Слова в качестве препятствия.

— Древние, ставя слово, воображали, что они делали целое открытие. На самом деле это было далеко не так! Они ставили проблему и, желая разрешить ее, создавали своим приемом препятствия к ее разрешению. — Теперь при каждом познании приходится натыкаться на окаменевшие увековечившиеся слова, — и скорее сломаешь ногу, чем слово.


“Познай самого себя” — целая наука.

— Только в конце познания всех вещей человек познает самого себя: вещи только границы человека.

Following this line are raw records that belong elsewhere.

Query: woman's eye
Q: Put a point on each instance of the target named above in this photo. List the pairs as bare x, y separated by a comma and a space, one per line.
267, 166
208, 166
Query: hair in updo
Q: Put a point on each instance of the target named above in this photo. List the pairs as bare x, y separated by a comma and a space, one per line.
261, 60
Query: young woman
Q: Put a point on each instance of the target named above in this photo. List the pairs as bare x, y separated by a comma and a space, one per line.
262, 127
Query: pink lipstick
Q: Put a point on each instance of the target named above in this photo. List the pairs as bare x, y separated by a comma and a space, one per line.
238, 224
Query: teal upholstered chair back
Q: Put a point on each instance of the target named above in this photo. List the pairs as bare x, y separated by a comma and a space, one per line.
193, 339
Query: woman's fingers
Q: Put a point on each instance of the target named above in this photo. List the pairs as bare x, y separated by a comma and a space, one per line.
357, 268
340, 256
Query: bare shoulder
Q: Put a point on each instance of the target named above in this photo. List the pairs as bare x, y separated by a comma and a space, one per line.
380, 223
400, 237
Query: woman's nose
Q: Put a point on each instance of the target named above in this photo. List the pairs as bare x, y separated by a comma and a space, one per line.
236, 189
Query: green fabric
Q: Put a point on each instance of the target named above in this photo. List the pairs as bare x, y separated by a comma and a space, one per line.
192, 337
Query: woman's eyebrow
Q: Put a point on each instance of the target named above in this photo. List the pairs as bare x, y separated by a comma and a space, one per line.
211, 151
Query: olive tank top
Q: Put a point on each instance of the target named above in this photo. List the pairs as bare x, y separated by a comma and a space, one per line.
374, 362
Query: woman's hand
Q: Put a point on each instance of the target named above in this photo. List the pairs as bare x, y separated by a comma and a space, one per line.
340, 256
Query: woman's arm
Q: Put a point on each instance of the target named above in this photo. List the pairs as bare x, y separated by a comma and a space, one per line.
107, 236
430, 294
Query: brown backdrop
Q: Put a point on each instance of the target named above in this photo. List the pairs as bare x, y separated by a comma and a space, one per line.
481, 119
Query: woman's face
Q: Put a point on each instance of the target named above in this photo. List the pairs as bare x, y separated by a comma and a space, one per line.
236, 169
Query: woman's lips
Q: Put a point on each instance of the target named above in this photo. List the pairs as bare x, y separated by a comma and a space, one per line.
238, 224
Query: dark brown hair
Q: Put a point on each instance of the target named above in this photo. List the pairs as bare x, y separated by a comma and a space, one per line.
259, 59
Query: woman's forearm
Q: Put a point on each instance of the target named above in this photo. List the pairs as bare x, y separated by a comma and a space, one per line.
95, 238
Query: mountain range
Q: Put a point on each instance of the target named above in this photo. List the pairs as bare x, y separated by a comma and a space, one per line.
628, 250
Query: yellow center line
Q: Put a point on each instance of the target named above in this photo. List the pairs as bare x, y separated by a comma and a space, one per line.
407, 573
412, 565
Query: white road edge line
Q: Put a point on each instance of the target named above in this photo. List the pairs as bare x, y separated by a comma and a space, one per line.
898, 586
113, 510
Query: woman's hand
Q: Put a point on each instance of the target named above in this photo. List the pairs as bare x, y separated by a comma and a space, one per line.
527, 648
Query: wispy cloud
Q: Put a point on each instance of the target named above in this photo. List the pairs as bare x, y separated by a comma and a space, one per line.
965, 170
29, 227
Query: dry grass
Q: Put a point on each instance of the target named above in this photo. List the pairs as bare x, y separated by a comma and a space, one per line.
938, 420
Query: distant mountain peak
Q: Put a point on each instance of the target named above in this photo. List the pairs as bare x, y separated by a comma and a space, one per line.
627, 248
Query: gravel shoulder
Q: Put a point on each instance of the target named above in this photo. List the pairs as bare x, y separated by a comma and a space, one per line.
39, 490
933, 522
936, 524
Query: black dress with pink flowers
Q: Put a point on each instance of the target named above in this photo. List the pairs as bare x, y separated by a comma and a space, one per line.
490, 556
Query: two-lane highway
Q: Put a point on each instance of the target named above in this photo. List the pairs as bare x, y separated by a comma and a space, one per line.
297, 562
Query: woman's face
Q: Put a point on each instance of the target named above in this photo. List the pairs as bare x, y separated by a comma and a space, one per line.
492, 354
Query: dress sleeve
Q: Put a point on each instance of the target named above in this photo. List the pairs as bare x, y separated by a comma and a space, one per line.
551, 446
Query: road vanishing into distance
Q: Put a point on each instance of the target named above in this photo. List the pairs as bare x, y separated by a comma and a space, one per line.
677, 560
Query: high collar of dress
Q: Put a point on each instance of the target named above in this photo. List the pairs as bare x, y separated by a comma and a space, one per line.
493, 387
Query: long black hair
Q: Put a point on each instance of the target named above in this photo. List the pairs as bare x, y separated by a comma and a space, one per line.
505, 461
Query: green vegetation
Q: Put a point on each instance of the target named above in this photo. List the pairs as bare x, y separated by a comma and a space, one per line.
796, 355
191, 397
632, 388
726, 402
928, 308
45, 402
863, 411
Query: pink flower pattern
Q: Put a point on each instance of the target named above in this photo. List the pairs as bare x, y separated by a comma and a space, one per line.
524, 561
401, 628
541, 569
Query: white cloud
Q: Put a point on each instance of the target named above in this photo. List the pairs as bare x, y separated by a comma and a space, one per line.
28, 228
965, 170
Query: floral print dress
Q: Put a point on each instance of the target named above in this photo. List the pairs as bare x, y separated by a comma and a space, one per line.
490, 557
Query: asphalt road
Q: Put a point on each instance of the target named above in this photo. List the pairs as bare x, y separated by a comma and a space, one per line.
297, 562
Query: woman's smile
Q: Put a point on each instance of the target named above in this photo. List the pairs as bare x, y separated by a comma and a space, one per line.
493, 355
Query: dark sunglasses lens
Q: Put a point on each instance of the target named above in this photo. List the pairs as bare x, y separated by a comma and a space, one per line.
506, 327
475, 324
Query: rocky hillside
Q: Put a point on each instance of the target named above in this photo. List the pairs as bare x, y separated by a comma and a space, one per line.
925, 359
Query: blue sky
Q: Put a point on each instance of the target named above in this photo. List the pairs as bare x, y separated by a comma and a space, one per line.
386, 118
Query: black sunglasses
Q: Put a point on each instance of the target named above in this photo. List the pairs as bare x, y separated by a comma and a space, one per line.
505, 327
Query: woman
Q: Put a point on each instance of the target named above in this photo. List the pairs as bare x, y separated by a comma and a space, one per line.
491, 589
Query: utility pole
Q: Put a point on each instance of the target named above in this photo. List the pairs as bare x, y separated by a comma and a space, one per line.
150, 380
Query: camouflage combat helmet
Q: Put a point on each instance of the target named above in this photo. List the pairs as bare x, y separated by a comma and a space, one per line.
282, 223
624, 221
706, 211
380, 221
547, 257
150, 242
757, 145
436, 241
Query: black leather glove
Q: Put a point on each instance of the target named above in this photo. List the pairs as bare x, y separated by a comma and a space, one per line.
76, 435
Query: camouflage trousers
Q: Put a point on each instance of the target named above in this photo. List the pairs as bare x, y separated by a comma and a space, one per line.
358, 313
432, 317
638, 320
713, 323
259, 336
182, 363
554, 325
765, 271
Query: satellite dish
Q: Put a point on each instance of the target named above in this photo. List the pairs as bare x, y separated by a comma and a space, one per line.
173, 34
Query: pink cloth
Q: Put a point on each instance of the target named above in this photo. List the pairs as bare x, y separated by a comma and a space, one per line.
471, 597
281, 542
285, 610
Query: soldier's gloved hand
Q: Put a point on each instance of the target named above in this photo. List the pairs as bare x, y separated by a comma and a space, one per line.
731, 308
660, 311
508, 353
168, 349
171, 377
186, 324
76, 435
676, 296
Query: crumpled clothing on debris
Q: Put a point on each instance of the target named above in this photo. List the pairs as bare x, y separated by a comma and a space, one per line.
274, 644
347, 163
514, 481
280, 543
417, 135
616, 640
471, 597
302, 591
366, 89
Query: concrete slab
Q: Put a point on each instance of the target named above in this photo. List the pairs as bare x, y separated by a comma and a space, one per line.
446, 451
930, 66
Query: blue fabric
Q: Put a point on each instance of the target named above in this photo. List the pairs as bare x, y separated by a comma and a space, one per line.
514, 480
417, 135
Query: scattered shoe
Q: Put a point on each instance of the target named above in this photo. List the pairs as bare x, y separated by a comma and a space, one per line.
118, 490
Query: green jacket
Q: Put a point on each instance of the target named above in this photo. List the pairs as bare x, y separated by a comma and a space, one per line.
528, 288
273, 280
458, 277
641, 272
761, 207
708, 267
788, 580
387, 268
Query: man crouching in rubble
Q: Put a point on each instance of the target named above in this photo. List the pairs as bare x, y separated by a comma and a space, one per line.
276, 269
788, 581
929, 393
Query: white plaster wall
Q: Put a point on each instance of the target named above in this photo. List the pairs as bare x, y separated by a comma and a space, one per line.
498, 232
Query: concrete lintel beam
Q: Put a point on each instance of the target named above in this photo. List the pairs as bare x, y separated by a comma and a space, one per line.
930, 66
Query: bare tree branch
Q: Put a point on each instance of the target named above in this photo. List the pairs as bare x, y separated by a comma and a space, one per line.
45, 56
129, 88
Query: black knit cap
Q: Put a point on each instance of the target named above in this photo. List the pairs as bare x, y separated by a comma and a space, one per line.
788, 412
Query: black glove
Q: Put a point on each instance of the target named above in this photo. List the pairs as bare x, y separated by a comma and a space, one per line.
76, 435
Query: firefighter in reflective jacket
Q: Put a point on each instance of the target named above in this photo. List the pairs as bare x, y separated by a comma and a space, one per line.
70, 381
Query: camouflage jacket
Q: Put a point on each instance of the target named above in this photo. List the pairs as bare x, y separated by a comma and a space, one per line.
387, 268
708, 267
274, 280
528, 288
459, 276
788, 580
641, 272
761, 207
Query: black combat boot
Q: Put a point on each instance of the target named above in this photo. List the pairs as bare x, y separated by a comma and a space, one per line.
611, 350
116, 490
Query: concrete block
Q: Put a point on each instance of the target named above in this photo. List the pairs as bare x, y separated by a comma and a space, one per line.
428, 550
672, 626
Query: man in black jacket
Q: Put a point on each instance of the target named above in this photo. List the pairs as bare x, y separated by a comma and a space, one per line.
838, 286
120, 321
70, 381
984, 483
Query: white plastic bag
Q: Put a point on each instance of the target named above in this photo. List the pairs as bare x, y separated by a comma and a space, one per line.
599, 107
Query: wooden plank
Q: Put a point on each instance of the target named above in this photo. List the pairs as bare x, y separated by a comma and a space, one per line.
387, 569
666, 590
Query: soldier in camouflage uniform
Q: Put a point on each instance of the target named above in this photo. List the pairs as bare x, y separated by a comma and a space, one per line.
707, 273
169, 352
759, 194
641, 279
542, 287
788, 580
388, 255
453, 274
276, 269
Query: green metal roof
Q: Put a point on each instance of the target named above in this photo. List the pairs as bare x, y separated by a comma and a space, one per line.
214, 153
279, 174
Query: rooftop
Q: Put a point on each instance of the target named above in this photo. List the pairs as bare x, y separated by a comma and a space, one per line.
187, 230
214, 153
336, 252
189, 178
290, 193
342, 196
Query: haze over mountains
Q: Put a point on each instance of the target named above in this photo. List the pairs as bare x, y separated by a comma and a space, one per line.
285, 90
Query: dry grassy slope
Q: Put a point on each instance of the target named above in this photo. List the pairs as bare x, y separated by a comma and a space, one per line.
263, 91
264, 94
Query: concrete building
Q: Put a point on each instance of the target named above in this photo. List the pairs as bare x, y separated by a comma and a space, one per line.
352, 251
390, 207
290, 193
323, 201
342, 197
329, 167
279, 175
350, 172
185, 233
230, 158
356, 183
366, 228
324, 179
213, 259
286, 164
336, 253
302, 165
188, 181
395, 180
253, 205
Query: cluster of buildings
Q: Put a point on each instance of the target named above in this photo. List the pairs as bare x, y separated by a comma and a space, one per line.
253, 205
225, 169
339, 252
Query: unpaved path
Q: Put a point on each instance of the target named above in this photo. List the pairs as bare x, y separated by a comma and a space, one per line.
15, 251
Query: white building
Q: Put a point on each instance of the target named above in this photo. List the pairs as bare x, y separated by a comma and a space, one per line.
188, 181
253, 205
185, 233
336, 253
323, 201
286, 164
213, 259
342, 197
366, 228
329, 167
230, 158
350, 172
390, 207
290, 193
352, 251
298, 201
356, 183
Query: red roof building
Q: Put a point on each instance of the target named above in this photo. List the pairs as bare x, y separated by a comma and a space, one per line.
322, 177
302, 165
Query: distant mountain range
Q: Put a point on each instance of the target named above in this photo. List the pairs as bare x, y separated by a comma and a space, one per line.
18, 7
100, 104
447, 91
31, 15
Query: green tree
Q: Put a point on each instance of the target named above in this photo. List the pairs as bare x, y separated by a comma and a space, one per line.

Новое основное чувство: наша бренность.

— Прежде старались создать чувство величия человека тем, что указывали на его Божественное происхождение; теперь этот путь запрещен: у входа на него поставили обезьяну с другим страшным чудовищем, и она внушительно скрежещет зубами, как бы желая сказать: не сметь идти по этой дороге! Теперь обратились к другому направлению, к цели, куда идет человечество, и указывают на этот путь, как на доказательство его величия и родства с Богом. Увы! Путь каждого из нас кончается могильным памятником с надписью: nihil humani, а не alienum puto. На какую бы высокую ступень развития ни поднялось человечество — может быть, в конце оно будет стоять выше, чем в начале! — нет для человечества перехода в высший порядок, Становление (das Werden) влечет за собой исчезновение; зачем же из этой вечной игры делать исключения для какой-то планетки! И на этой планетке для одного вида, живущего на ней? Прочь эти сентиментальности!


Вера во вдохновение.

— Люди возвышенных и вдохновенных минут, которые в обыкновенном своем состоянии, по случаю болезни, бывают беспомощны и безутешны, видят в этих минутах свое нормальное состояние как человека, свое “я”; а состояние беспомощности и безутешности считают навеянными из чуже, из “вне я”. И потому они вспоминают об окружающей среде, о своем времени, о всем своем мире со злобным чувством. Вдохновение для них настоящая жизнь, их “я”; во всем остальном они видят преступников, врагов этого состояния, к какой бы области человеческой жизни оно ни принадлежало. Эти фанатики причинили человечеству много зла: они неутомимые сеятели плевел недовольства собою и ближними, презрения эпохой и миром, и вообще муки ми ром. Целый ад преступников едва ли мог бы оказать такое удручающее, заражающее воздух, неприятное влияние и на такое громадное пространство времени, как эти сумасброды, полусумасшедшие, гении, не могущие владеть собою и только тогда испытывающее удовольствие, когда теряют часть сознания, между тем как “преступник” часто обнаруживает в себе значительное самообладание, самопожертвование и рассудительность и вызывает к жизни те же качества у тех, которые его боятся. Быть может, небо становится от него мрачнее, но воздух крепче и свежее. — Кроме того, те фанатики всеми своими силами насаждают веру в восторженность, как в жизни: страшная вера! Как дикари развращаются и быстро вымирают от водки, так и человечество развратилось, опьяняясь духовной водкой: и может быть, пошло уже к разложению.


Каковы мы есть.

– “Будем снисходительны к великим слепцам”, - сказал Стюарт Милль. А я говорю: “будем снисходительны к зрячим великим и малым”, потому что большего, чем снисхождение, мы не можем дать в том положении, в каком мы находимся.